Litigation and disposal fees

In the last few days there have been news stories (like this and this and this reporting that the 70 Mid-Connecticut Project towns will be getting their shares of $35.9 million awarded to them by a Superior Court judge as a result of New Hartford v. CRRA.

For the most part, reporters have done a good job of trying to understand this case and then distill it into the limited space they have to tell their stories. One of the beauties of a blog like this is that we’re freed of space restrictions, so we can fully explain some of the points touched on briefly in the news coverage.

The main point that needs more detailed explanation today is the relationship between this lawsuit and our disposal fee -– the price we charge municipalities and haulers for disposing of trash they collect. More to the point, we’d like to explain how the $35.9 million award would be used to benefit those 70 cities and towns.

CRRA is completely self-funded. Our trash-to-energy projects have to cover all their costs with revenue from just two sources -– electric sales and trash disposal fees. Our electric revenues are fixed with multi-year contracts, so the only variable we can adjust from year to year is the disposal fee.

When our costs drop, our disposal fee drops. When our costs increase, we must increase our disposal fee to cover those costs. And in fiscal year 2009 (which starts July 1, 2008), our Mid-Connecticut Project’s costs are going to increase substantially due to the closure of the Hartford landfill. Take a look at this graph:

What you see here is a breakdown of costs associated with closing the Hartford landfill. The Mid-Connecticut Project has used the Hartford landfill since the 1980s, so the Project, and by extension its towns, is responsible for closing it properly. By December 2008, the Hartford landfill will reach its permitted capacity, so CRRA will have to close it with a geosynthetic cap, then pay for 30 years of post-closure monitoring and maintenance. Our latest figures show the closure and post-closure costs will run between $40 million and $45 million. That is represented by the turquoise segments of the bars on this graph.

Currently, the landfill accepts ash, which is a by-product of trash-to-energy, and non-processible waste – material that can’t be burned to generate electricity. When the landfill closes, we’ll have to truck all that material to another site, most likely a privately-owned landfill in another state, and those costs are represented by the violet and cream-colored segments of the bars on the graph.

Right now, all those costs add up to about $112 million.

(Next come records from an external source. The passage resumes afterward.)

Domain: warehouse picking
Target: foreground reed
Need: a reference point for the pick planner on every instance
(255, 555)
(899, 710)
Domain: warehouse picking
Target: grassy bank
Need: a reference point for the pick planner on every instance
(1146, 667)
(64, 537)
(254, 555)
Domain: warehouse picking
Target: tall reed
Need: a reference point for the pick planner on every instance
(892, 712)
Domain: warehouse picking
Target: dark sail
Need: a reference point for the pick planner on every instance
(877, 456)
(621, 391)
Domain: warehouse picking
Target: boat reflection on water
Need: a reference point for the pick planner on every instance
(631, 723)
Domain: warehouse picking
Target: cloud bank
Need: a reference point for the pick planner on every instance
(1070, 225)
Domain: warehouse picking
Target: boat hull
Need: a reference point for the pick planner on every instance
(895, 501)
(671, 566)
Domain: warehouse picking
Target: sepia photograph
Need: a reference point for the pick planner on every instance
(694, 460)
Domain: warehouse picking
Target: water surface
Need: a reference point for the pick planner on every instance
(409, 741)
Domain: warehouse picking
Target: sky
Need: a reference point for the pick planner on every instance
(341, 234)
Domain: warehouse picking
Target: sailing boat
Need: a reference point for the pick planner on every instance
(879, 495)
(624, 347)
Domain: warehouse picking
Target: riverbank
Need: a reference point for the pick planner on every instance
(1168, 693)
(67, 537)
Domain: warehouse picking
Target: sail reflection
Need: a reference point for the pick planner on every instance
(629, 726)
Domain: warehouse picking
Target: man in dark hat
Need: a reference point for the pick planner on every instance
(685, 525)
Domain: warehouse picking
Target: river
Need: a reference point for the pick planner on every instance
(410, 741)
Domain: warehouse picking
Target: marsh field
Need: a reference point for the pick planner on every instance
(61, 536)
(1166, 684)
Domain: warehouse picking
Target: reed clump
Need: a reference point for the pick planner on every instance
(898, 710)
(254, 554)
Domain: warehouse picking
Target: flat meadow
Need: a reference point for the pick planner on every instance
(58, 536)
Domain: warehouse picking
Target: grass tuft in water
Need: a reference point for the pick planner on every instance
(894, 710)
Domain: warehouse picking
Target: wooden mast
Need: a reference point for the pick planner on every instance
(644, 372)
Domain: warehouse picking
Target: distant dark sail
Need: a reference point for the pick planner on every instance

So what does this have to do with New Hartford v. CRRA? The money awarded to the Mid-Connecticut Project towns -– and it’s important to note none of the other CRRA projects was impacted at all by either the Enron bankruptcy or this litigation -– was money CRRA had been holding in reserve to help pay for those costs. But with that $35.9 million gone (until we prevail in our appeal, which we expect to do) we have almost nothing in the bank. This graph compares our reserves to those future costs:

You may be wondering what kind of difference $35.9 million would make against $112 million in costs. CRRA still is pursuing lawsuits against 11 banks involved in the Enron transaction, and we believe those actions will bring us tens of millions more dollars.

Those lawsuits, by the way, are a primary reason for our appealing the New Hartford ruling. That ruling contains language which would seriously damage our cases against those banks, so if we didn’t appeal we’d be leaving tens of millions of dollars on the table, all of which would be used to absorb these increasing costs.

The bottom line is this: the towns will receive money through this lawsuit, but they’ll be paying it back in higher disposal fees. If we still had those reserves, they’d be used to offset these cost increases.